Employers are increasingly having to deal with offensive or inappropriate conduct by their employees on social media.

This might consist of unpleasant political views on Twitter or openly discussing unusual sexual practices on Facebook. When this happens, can the employer take disciplinary action against the employee?

Misconduct does not have to be something that occurs in the course of actual work or at the actual place of work or even be connected with the work. All that is required is that, in some respect or other, it affects (or could be thought to be likely to affect) the employee when they are doing their work.

Where the activity is not private and where the link to the employer is readily identifiable, there will clearly be a case for disciplinary action. Typically, this will involve LinkedIn or on Facebook, where the employer is listed on the employee’s profile. However, where the activity is ostensibly private and there is no obvious link to the employer, what matters is whether, once discovered by the employer, it has an impact on the employee’s ability to do his job.

In Gosden v Lifeline Project Limited, an employment tribunal upheld the dismissal of a drugs welfare worker who expressed sexist and racist views in a private email sent from his home computer to that of a friend (ET/2802731/2009).

What this case does not clarify is whether any employee found to have forwarded such an email could reasonably be dismissed by his employer.
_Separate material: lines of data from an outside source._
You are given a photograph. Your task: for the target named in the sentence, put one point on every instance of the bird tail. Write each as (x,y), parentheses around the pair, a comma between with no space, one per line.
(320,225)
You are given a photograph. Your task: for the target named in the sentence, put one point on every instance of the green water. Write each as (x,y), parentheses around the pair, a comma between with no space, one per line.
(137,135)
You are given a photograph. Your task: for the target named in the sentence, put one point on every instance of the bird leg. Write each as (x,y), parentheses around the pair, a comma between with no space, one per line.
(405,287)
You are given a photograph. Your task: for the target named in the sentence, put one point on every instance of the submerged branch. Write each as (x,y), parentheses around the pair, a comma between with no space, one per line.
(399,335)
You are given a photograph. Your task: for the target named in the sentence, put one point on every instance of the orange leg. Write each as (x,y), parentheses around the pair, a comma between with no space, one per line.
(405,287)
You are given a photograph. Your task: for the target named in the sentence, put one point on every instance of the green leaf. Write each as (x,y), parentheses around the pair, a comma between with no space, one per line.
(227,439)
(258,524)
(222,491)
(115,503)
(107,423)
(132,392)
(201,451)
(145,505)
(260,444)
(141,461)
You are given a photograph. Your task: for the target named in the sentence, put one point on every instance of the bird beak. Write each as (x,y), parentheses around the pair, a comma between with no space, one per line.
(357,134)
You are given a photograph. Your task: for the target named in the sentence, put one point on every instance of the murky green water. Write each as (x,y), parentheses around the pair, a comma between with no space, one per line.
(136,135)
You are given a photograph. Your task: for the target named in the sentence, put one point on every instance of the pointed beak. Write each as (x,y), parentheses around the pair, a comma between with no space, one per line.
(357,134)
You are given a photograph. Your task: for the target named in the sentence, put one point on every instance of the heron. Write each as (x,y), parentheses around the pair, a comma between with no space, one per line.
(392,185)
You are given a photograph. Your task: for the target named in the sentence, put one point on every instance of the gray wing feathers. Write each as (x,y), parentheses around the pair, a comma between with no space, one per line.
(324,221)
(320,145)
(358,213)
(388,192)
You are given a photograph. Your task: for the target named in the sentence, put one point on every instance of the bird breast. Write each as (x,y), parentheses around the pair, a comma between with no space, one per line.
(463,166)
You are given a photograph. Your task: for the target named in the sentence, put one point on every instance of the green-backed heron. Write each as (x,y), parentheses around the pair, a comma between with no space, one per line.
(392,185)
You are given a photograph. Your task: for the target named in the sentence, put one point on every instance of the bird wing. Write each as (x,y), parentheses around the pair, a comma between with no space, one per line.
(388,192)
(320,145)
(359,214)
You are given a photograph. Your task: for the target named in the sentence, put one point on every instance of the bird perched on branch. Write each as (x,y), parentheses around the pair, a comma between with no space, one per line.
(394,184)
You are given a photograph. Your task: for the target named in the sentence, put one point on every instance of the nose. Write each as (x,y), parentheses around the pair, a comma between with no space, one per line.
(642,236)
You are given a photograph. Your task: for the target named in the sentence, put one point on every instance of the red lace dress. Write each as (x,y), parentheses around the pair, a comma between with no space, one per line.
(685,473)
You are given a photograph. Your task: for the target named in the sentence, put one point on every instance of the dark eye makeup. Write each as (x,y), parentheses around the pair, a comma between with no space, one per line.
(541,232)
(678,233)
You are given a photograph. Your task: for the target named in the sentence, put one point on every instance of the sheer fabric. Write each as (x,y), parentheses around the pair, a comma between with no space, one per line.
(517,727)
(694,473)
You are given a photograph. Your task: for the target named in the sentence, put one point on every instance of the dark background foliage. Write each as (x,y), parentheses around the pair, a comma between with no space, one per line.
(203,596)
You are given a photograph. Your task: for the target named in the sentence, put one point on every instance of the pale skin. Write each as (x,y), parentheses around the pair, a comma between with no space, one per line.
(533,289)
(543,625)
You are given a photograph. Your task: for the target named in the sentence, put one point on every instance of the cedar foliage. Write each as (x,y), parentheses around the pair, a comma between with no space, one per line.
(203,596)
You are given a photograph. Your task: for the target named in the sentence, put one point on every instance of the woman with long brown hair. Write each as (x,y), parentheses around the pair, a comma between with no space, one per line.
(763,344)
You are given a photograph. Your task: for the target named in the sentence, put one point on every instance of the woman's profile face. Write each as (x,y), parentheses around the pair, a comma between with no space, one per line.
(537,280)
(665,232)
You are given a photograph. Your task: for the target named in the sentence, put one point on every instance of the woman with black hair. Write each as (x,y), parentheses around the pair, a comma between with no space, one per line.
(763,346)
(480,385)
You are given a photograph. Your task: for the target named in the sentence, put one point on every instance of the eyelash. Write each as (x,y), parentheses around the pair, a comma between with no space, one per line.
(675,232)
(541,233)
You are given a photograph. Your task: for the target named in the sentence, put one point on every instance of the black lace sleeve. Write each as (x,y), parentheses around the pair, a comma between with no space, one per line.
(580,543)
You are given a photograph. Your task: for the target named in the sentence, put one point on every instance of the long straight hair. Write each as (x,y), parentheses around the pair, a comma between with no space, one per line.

Much depends on the employee’s role and the extent to which holding such views is inconsistent with that role. Most employers would argue that sexist and racist views are incompatible with their approach to equal opportunities and, therefore, completely unacceptable. Where such views are expressed, however, it may be harder to justify the dismissal of a junior employee with general duties, such as a filing clerk or catering assistant, than someone in a role (as in Gosden) with a close connection to individuals who share the characteristics disparaged in the email.

Gosden is only an employment tribunal decision and does not bind other tribunals. Further case law will be needed before the boundaries of the employment relationship in this context can be drawn with absolute certainty.

In the meantime, employers should put in place clear social media policies which make clear to employees the approach that they will take to conduct in both the professional and private sphere.